Elasticity: As the tissue is stretched, the fibronectin molecules unfold, which allows the tissue to be more elastic. When the force is relieved (i.e., during compression relief), fibronectin returns to a more extended, backfolded state, ready to handle future mechanical stresses.
Fibronectin’s Role in ECM and Cell Interaction:
Fibronectin’s ability to undergo mechanical unfolding and folding is crucial for the formation of ECM networks and its ability to provide flexibility and elasticity to tissues.

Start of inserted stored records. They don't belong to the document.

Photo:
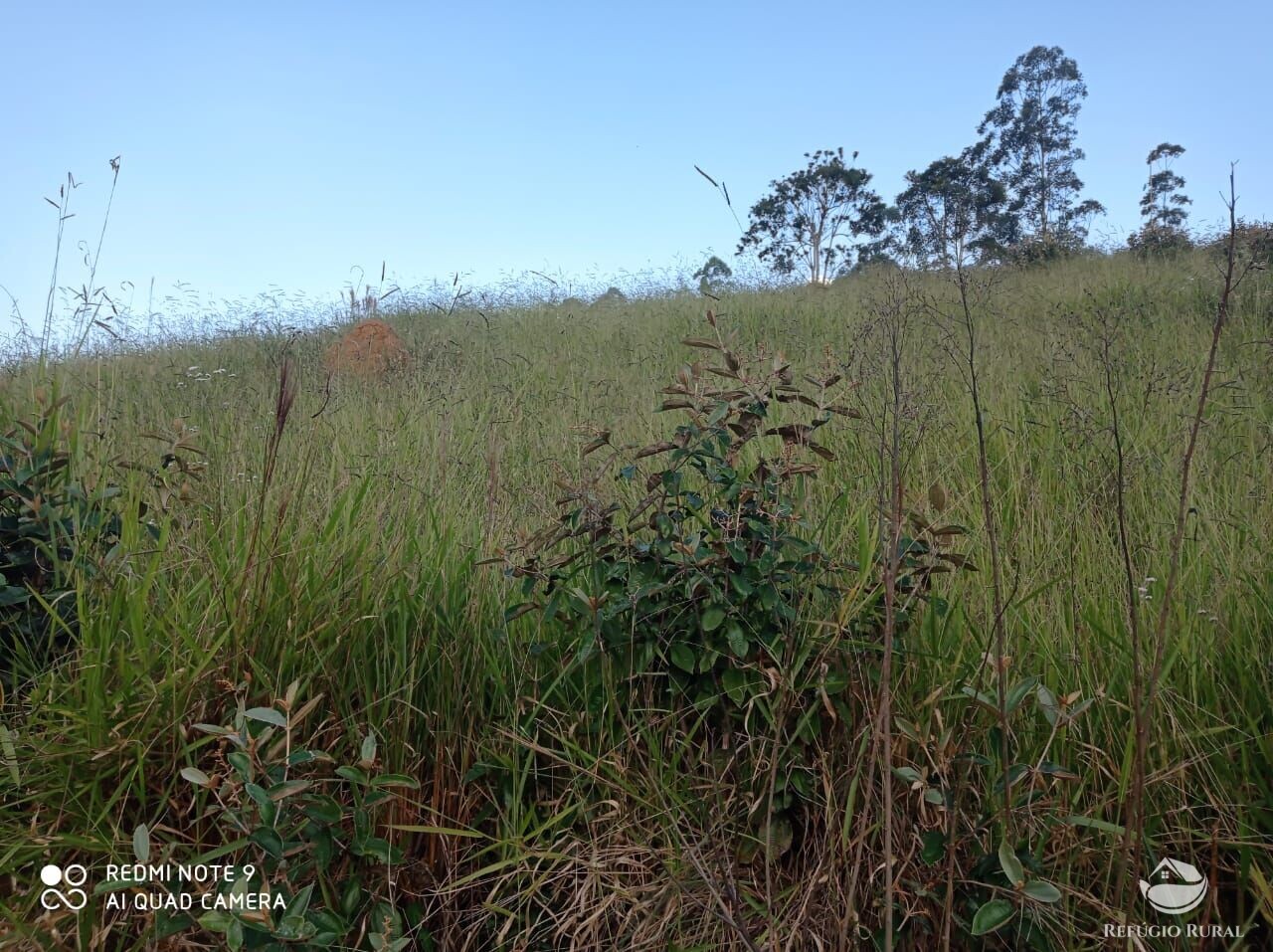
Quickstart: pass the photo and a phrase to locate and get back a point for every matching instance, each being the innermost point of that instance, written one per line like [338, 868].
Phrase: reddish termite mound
[369, 349]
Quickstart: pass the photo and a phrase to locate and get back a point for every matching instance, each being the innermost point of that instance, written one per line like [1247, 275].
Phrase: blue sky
[285, 144]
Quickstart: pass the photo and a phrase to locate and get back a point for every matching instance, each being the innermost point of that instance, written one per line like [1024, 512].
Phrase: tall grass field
[849, 616]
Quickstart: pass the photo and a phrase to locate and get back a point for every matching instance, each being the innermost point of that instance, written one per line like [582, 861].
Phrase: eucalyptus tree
[1164, 205]
[1028, 140]
[955, 213]
[814, 219]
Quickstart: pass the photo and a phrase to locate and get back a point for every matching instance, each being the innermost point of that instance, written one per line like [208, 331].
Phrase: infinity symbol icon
[74, 898]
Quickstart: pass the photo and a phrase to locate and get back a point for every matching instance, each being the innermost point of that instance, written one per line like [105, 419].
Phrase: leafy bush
[695, 577]
[312, 832]
[56, 523]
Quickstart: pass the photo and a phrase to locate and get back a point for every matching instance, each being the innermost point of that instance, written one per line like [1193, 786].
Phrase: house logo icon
[1176, 887]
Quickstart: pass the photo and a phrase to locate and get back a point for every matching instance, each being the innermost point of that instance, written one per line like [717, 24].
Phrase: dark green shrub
[698, 578]
[312, 832]
[58, 523]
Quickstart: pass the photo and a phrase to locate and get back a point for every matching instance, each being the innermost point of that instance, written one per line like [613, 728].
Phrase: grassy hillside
[322, 563]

It serves as a connectivity hub in the ECM, linking various proteins, cells, and other matrix components, which is essential for maintaining tissue integrity and function.
This mechanistic understanding of fibronectin helps explain its role in processes such as tissue remodeling, wound healing, and cancer metastasis, where ECM deformation and the interaction with fibroblasts and other cells are critical.
fibronectin functions?
Essential for mammalian development and embryogenesis -
required during neuritogenesis, vascular development and cell
migration – signalling molecule and scaffold
Required for efficient wound healing response - high levels of
plasma FN found at wound sites that act to cluster platelets and
recruit fibroblasts to the site. Fibroblasts then assemble new
matrix to close the wound
FN levels often seen to be increased in tumours - proposed to act
to promote cell survival, resistance to apoptosis and invasion.